The next morning, wearing my disguise, my face hidden in the shadow of a broad-brimmed straw hat, I went with Elvira to the town. At the market, behind a display of figs, I saw again the man who is here to kill me.

There was a time when such a discovery would have compelled me to act: I would have tried to flee or to fight. This time, withholding any decision, I was paralyzed. It is strange how, instead of propelling me into the future, danger now takes me immediately back to my past. I cannot see the life I will lead tomorrow, only my life today and, above all, yesterday. The sweetness of the present moment calls back the phantoms of memory, and for the first time I have felt an intense need to capture these images on paper.

I believe the man who is on my trail is not alone. As a rule, these killers work in groups. I am sure Elvira will be able to find out a great deal about them. She anticipates my every desire. If one of those desires is to stay alive, she will do everything to satisfy it. But I have told her nothing, given her no hint. It is not that I want to die. I have a confused feeling that my death, when it comes, will be in keeping with my fate, and what matters above all is to understand it. This is why all my thoughts take me into the past. Fleeing time has woven a tight web of memories in my mind. I must unravel it slowly, to discover at last the thread of my life, so that I can understand who, someday, is to cut it. That is why I have begun to write these memoirs.

Elvira has placed a wooden board beneath the trellis on the side of the terrace where, by morning's end, there is shade. From morning to late afternoon that is where I write. My hand is not accustomed to holding a quill. Others did that for me for many years, and more often to line up numbers than words. When I discipline myself to make sentences, force myself to make some order of what life has thrown at me at random, in my fingers and my mind I feel a pain that is very close to pleasure. It seems that, in a new way, I am attending the difficult birth through which what has come into the world goes back into it, in writing, after the long gestation period of forgetfulness.

In the blazing sun of Chios, everything I have known becomes clear, colorful, and beautiful, even the dark and painful moments.

I am happy.

 

*

 

My oldest memory dates back to when I was seven years old. Until then everything is vague, obscure, uniformly gray.

I was born at the time when the king of France lost his mind.
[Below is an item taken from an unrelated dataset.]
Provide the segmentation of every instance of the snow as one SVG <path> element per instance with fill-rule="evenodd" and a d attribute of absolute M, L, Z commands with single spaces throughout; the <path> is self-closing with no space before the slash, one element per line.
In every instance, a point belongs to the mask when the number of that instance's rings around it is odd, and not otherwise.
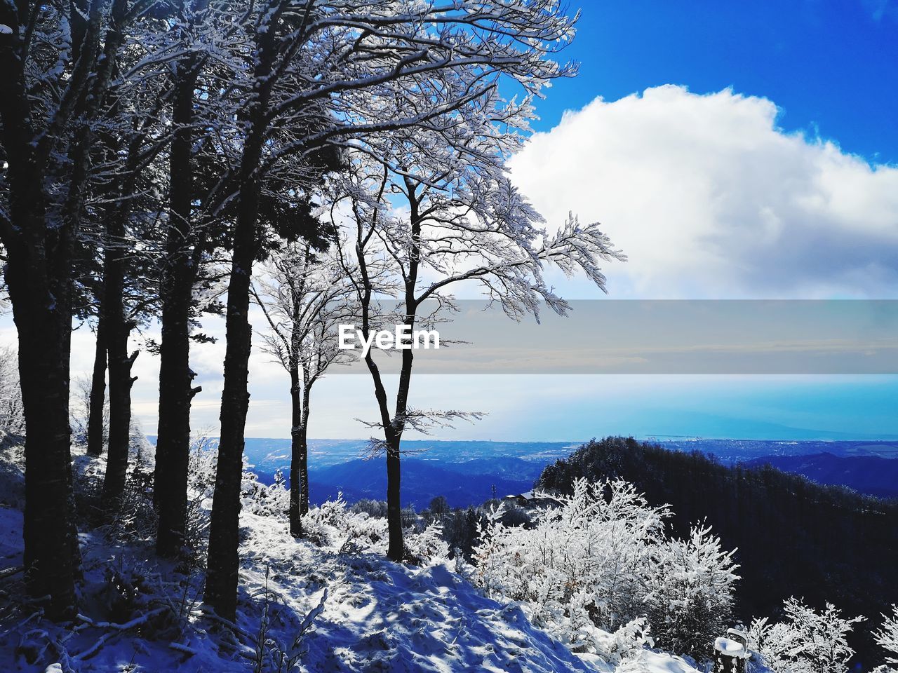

I was told very early of this coincidence. I never believed there might be the slightest link, even a supernatural one, between Charles VI's sudden madness, which came about as he was riding through the forest of Orléans, and my birth not far from there, in Bourges. But I have always thought that the light of the world went out when the monarch lost his reason, as if it were the eclipse of a planet. And that was why we were surrounded by horror.
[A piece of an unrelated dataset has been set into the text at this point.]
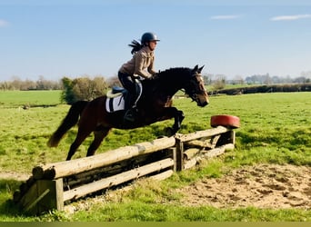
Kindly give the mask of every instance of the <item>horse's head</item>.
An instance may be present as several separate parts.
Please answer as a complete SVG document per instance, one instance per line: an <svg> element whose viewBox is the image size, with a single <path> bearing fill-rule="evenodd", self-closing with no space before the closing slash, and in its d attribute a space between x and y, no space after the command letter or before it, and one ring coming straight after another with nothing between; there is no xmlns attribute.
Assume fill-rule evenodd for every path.
<svg viewBox="0 0 311 227"><path fill-rule="evenodd" d="M190 80L185 85L186 93L196 101L198 106L206 106L208 104L208 94L205 88L204 80L201 75L201 71L204 66L198 67L196 65L191 70Z"/></svg>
At home and abroad, all anyone spoke of was the war with the English, which had been lasting for over a century. Every week, sometimes every day, we heard tell of a new massacre, of some infamy suffered by innocent people. And we were fortunate to have the protection of the town. The countryside, where I did not go, seemed to be prey to every manner of vile deed. Our serving women, who had family in the nearby villages, came back with horrendous stories. My brother and sister and I were kept away from their stories of rape, torture, and burning farms, and of course we had no greater desire than to hear them.
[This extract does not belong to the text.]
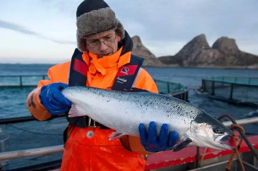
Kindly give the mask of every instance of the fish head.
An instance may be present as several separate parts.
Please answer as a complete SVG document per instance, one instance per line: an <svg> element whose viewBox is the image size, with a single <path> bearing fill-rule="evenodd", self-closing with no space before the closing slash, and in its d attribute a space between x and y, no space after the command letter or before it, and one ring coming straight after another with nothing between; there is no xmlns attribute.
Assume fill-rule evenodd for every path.
<svg viewBox="0 0 258 171"><path fill-rule="evenodd" d="M203 147L219 150L233 150L234 148L221 139L234 133L216 119L203 113L191 122L190 132L193 143Z"/></svg>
All of this against a backdrop of dreariness and rain. Our fine town seemed to float in an eternal drizzle. It grew slightly darker in winter, but from the beginning of autumn until the end of spring the town knew every nuance of gray. Only in summer might the sun prevail, and then the heat subjected the town to a harsh treatment for which it was not prepared, and the streets filled with dust. Mothers grew fearful of epidemics: we were kept locked at home, where the closed shutters again brought shadow and gray, to such good effect that we never forgot what it was like.